Citations and data sources
The data used by the package are not the property of the Institute of Marine Research nor the author of the package. It is, therefore, important that you cite the data sources used in a map you generate with the package. Each entry below lists which map elements it provides, the source, and the licence it is distributed under:
- Land polygons (shipped
dd_land). Natural Earth 1:10m Land and Minor Islands datasets, combined. Distributed under the Natural Earth public domain terms. - Glacier polygons (downloaded
dd_glacier).
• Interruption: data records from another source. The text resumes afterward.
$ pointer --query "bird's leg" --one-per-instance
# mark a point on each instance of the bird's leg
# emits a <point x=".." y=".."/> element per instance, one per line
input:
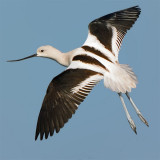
<point x="137" y="110"/>
<point x="131" y="122"/>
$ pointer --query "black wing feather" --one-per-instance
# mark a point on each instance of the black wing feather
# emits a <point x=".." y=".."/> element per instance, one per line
<point x="60" y="103"/>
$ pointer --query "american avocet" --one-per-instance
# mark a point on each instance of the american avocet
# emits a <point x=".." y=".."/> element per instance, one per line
<point x="97" y="59"/>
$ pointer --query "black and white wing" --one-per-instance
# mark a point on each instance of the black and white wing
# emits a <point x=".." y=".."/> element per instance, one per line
<point x="65" y="92"/>
<point x="107" y="32"/>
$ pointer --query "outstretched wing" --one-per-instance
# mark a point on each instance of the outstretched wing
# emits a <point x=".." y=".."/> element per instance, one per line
<point x="65" y="92"/>
<point x="107" y="32"/>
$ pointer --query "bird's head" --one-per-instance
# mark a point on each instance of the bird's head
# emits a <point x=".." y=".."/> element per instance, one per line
<point x="43" y="51"/>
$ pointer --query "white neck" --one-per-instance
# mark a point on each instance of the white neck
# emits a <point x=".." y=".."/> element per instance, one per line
<point x="62" y="58"/>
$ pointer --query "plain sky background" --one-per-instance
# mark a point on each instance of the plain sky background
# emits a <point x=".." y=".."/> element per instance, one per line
<point x="99" y="130"/>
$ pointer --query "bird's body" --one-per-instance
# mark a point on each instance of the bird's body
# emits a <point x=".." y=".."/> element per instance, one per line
<point x="97" y="59"/>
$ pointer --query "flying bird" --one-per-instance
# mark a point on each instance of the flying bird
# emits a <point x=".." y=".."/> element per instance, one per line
<point x="96" y="60"/>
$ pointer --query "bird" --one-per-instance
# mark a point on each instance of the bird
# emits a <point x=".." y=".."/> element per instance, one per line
<point x="95" y="60"/>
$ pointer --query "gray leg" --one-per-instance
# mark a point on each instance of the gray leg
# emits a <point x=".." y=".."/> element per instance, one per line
<point x="137" y="110"/>
<point x="131" y="122"/>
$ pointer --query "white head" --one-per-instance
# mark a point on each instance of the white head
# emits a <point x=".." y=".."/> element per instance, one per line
<point x="48" y="52"/>
<point x="44" y="51"/>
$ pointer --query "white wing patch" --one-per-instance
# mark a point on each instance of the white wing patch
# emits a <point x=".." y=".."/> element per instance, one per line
<point x="92" y="41"/>
<point x="87" y="84"/>
<point x="116" y="41"/>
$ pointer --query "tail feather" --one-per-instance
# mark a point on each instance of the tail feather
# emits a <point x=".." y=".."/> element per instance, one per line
<point x="120" y="79"/>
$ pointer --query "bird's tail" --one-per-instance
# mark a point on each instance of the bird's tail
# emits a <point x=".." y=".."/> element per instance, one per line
<point x="120" y="79"/>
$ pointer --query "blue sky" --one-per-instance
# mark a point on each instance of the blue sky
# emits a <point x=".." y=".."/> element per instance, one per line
<point x="99" y="130"/>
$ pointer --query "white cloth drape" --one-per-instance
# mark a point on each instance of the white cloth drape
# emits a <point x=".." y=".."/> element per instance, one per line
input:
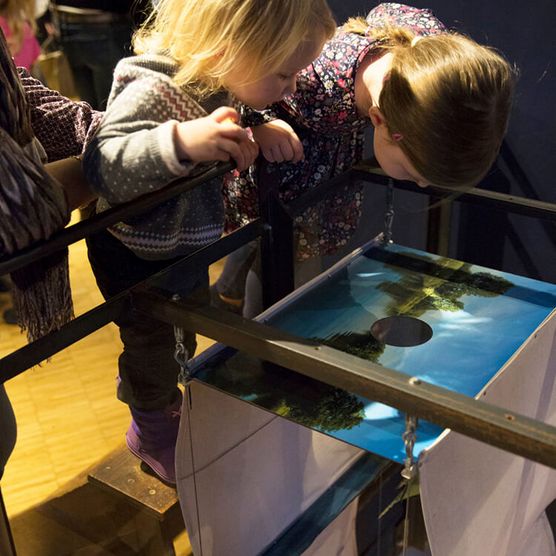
<point x="255" y="473"/>
<point x="480" y="500"/>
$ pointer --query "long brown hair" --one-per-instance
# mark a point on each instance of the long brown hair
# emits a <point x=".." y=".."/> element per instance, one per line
<point x="448" y="97"/>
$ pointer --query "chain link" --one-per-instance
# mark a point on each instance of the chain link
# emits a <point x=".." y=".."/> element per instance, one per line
<point x="389" y="213"/>
<point x="181" y="354"/>
<point x="409" y="436"/>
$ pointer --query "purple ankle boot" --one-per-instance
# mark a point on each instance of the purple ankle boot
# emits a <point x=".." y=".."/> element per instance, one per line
<point x="152" y="438"/>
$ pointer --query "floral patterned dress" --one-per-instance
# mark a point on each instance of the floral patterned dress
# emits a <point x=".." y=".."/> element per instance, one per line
<point x="324" y="115"/>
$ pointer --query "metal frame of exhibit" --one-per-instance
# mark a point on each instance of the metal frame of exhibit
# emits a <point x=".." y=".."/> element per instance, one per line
<point x="515" y="433"/>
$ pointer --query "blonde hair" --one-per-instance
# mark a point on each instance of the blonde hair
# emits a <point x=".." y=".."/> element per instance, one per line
<point x="448" y="98"/>
<point x="211" y="38"/>
<point x="17" y="14"/>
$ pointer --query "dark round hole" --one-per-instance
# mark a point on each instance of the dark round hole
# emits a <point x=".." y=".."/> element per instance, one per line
<point x="401" y="331"/>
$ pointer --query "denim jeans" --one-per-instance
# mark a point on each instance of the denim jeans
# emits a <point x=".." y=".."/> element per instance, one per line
<point x="7" y="429"/>
<point x="93" y="50"/>
<point x="148" y="371"/>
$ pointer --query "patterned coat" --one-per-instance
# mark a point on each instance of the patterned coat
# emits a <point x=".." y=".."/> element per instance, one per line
<point x="324" y="115"/>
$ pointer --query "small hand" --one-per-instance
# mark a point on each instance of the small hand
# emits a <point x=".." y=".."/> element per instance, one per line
<point x="278" y="142"/>
<point x="216" y="137"/>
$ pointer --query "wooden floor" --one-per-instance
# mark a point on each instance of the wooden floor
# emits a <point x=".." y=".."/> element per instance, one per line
<point x="68" y="420"/>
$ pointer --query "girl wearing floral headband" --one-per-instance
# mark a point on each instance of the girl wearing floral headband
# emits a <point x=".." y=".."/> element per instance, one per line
<point x="439" y="103"/>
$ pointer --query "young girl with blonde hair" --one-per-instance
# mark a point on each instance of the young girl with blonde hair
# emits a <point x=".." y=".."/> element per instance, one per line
<point x="17" y="21"/>
<point x="439" y="103"/>
<point x="168" y="115"/>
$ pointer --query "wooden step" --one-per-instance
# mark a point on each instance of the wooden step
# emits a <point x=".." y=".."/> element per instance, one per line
<point x="121" y="474"/>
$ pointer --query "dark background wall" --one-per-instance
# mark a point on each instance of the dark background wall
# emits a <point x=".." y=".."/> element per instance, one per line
<point x="526" y="34"/>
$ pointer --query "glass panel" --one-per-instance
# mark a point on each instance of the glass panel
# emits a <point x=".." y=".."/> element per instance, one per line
<point x="477" y="317"/>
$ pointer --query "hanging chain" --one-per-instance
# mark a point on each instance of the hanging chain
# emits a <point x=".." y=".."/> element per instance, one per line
<point x="410" y="471"/>
<point x="181" y="354"/>
<point x="389" y="213"/>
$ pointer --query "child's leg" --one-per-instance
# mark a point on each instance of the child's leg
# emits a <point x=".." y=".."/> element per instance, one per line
<point x="8" y="429"/>
<point x="148" y="372"/>
<point x="230" y="286"/>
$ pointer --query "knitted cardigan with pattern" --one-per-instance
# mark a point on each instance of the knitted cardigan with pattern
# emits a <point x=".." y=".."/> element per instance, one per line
<point x="133" y="154"/>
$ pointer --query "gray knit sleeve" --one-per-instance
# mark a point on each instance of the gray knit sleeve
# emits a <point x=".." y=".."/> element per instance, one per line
<point x="133" y="152"/>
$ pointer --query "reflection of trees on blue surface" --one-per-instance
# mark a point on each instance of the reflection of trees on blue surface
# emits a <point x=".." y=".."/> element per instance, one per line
<point x="363" y="345"/>
<point x="439" y="288"/>
<point x="306" y="401"/>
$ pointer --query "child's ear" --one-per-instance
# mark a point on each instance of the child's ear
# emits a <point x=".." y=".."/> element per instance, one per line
<point x="377" y="119"/>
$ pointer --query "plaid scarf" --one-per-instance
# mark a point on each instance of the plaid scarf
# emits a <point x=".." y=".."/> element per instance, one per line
<point x="33" y="206"/>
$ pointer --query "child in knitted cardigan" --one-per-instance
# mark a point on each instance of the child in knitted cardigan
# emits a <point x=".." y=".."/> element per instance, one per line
<point x="167" y="118"/>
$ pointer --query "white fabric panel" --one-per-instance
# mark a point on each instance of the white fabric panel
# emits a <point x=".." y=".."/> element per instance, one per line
<point x="481" y="500"/>
<point x="255" y="473"/>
Natural Earth 1:10m Glaciated Areas and Antarctic Ice Shelves datasets, combined. Distributed under the Natural Earth public domain terms. - Low-resolution bathymetry (shipped
dd_rbathy, and thercb/pb/cbstyles downloaded from ggOceanMapsLargeData). ETOPO 2022 15 Arc-Second Global Relief Model (NOAA National Centers for Environmental Information, DOI: 10.25921/fd45-gt74). Distributed under the U.S. Government Work license. - On-demand global bathymetry (
bathy.style = "wceb"/"wceg"). ETOPO1 Global Relief Model served live by NOAA NCEI (Amante & Eakins 2009, NOAA NGDC, DOI: 10.7289/V5C8276M). Distributed under the U.S. Government Work license. - On-demand high-resolution European bathymetry
(
bathy.style = "wemb"/"wemg"). EMODnet Bathymetry served live via its Web Coverage Service. Distributed under the CC BY 4.0 license. - Detailed Svalbard and Norwegian coast shapefiles
(
shapefiles = "Svalbard", downloaded from ggOceanMapsLargeData). Geonorge.no. Distributed under the CC BY 4.0 license. - Detailed European land polygons (
shapefiles = "Europe"). European Environment Agency coastline (a hybrid of the EUHYDRO and GSHHG databases with manual amendments). Distributed under the CC BY 4.0 license.
Further, please cite the package whenever maps generated by the package are published. For up-to-date citation information, please use:
citation("ggOceanMaps")
#> To cite package 'ggOceanMaps' in publications use:
#>
#> Vihtakari M (2026). _ggOceanMaps: Plot Data on Oceanographic Maps
#> using 'ggplot2'_. R package version 3.0.0,
#> <https://mikkovihtakari.github.io/ggOceanMaps/>.
#>
#> A BibTeX entry for LaTeX users is
#>
#> @Manual{,
#> title = {ggOceanMaps: Plot Data on Oceanographic Maps using 'ggplot2'},
#> author = {Mikko Vihtakari},
#> year = {2026},
#> note = {R package version 3.0.0},
#> url = {https://mikkovihtakari.github.io/ggOceanMaps/},
#> }
Getting help
ggOceanMaps is designed to be used with the help of AI assistants. Often
the quickest way to get help is to ask your AI agent (Claude Code,
Codex, Copilot, ChatGPT, Claude.ai, GitHub Copilot, Mistral, and the
like): paste the link to the ggOceanMaps GitHub site,
https://github.com/MikkoVihtakari/ggOceanMaps/, and ask the agent to
familiarize itself with the site before answering your question. The
website contains the full user manual, the in-depth articles, the
cookbook, and the function reference, and the repository includes an
AGENTS.md
file written specifically to help agents use it correctly. Pointing the
agent at these resources first leads to much better answers than asking
from memory alone.
If you would rather ask a human, or your problem involves a bug in ggOceanMaps, post your problem to Stack Overflow or open an issue in the issues section on GitHub. Please remember to include a reproducible example that illustrates your problem and to add links to potential cross-posts.
Contributions
Any contributions to the package are more than welcome. Please contact the package maintainer Mikko Vihtakari (mikko.vihtakari@hi.no) to discuss your ideas on improving the package. Bug reports and corrections should be submitted directly to the GitHub site. Please include a minimal reproducible example. Considerable contributions to the package development will be credited with authorship.